El distanciamiento fue total, no el olvido, cuando informaron
al Papa que Alonso de Luna había tomado una corresponsalía
comercial de cabotaje de especias y sedas en el puerto de Ostia.
Y viajaba mucho con sus naves de mercader por los puertos del
Mediterráneo. Hasta ahí alcanzaban los recuerdos de Paulo V
sobre su antiguo sirviente español. También medio hijo, confidente y médico de confianza.
Poco más se podía saber por boca de Alonso de Luna, postrado ante el Papa. Los golpes de los soldados, cuando no la tortura directa, habían mermado considerablemente su salud y su
capacidad de expresarse. El prepósito general de la Compañía
de Jesús, presente al fondo de la sala, solicitó la palabra al Santo
Padre. Mutio Bitelleschi aseguró que, tal como había anticipado
el Santo Padre, el reo tenía un hermano sacerdote al servicio del
Vaticano. También vivía con ellos su anciana madre. Lo sabía
de buen oído porque tenían habitación a dos tiros de piedra del
Gesù.
El jefe de la guardia vaticana se había aproximado mientras
tanto hasta situarse a la espalda del cardenal camarlengo.
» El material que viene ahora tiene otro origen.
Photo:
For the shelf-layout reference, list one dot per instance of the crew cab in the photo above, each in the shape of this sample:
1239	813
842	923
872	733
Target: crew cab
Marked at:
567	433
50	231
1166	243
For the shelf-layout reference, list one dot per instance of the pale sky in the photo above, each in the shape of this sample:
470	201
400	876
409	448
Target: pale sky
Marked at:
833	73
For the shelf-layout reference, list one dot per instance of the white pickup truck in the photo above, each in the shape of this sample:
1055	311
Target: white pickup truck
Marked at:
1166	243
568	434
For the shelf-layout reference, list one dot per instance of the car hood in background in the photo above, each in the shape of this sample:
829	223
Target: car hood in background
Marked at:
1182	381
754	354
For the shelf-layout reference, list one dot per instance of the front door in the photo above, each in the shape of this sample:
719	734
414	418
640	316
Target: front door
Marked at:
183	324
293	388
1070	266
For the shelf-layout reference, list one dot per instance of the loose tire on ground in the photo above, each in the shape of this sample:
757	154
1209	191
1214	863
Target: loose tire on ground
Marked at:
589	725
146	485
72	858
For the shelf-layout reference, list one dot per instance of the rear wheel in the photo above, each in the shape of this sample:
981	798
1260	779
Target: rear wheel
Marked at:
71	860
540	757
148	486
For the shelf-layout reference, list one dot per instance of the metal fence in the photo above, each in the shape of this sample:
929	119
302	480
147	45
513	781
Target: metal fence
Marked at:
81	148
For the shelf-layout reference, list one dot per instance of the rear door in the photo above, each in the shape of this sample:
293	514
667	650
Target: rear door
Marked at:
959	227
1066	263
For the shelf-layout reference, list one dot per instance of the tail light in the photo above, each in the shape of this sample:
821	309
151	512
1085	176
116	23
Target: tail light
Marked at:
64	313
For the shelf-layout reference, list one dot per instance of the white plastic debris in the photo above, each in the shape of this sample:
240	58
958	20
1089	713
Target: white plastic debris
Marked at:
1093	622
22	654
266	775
Acercó
su boca al oído de Belarmino y le susurró algo sin que nadie se
percatase de ello.
—¡Santidad! —llamó la atención el cardenal Belarmino.
Los presentes en la audiencia papal giraron sus cabezas para
escucharle: «El Santo Oficio de Castilla ha enviado a un alguacil
de su compañía para reclamarlo por los graves delitos cometidos
en el reino de España. Aguarda en la camarilla…»
Paulo V hizo un leve gesto con su mano para que flanqueasen la puerta al representante del Gran Inquisidor español. A ver
si él arrojaba luz sobre este oscuro asunto.